Stabile Erträge und Anpassung an extreme Wetterereignisse

Auch Pflanzenbauberater Simon Bauer betonte, dass der konservierte Stickstoff aus den Zwischenfrüchten und eine ausgewogene Düngung mit weiteren Nährstoffen dabei helfen, Stickstoff im Roten Gebiet einzusparen. Ebenso sollte jeder Landwirt besonderes Augenmerk auf die Förderung der Bodenfruchtbarkeit legen, um positive Effekte für den Gewässerschutz, für stabile Erträge und auch für die Anpassung an Extremwetterereignisse zu haben. 

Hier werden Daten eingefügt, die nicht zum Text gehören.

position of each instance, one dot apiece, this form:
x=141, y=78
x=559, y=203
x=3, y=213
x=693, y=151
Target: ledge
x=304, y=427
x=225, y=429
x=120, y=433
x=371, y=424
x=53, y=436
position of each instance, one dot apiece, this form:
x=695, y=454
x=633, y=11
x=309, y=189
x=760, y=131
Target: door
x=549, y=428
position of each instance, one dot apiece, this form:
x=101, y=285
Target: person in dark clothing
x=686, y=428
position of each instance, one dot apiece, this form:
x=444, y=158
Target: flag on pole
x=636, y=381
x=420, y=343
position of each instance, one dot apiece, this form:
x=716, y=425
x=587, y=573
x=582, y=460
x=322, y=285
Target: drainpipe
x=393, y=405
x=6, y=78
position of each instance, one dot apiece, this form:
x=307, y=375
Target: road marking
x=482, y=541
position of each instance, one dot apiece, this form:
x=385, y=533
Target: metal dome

Um überwinternde Zwischenfrüchte vor der Maissaat in erosionsgefährdetem Gelände ohne Pflug zu beseitigen, wurde im Versuch die Minimalbodenbearbeitung mit einer Fräse erprobt. Johann Posch aus Mögstetten erläuterte dazu seine Erfahrungen im eigenen Betrieb und bei der Bearbeitung der Versuchsflächen, welche sich durch das nasskalte Wetter in diesem Jahr schwierig gestaltete. Abschließend fasste Franz Gmaindl zusammen: „Verbesserung des Grundwasserschutzes, ohne wesentliche Ertragseinbußen der Landwirte, ist das Ziel der Versuchsreihe.“ Der Demonstrationsversuch wird nächstes Jahr wiederholt, um die Auswertungen und Erkenntnisse abzusichern.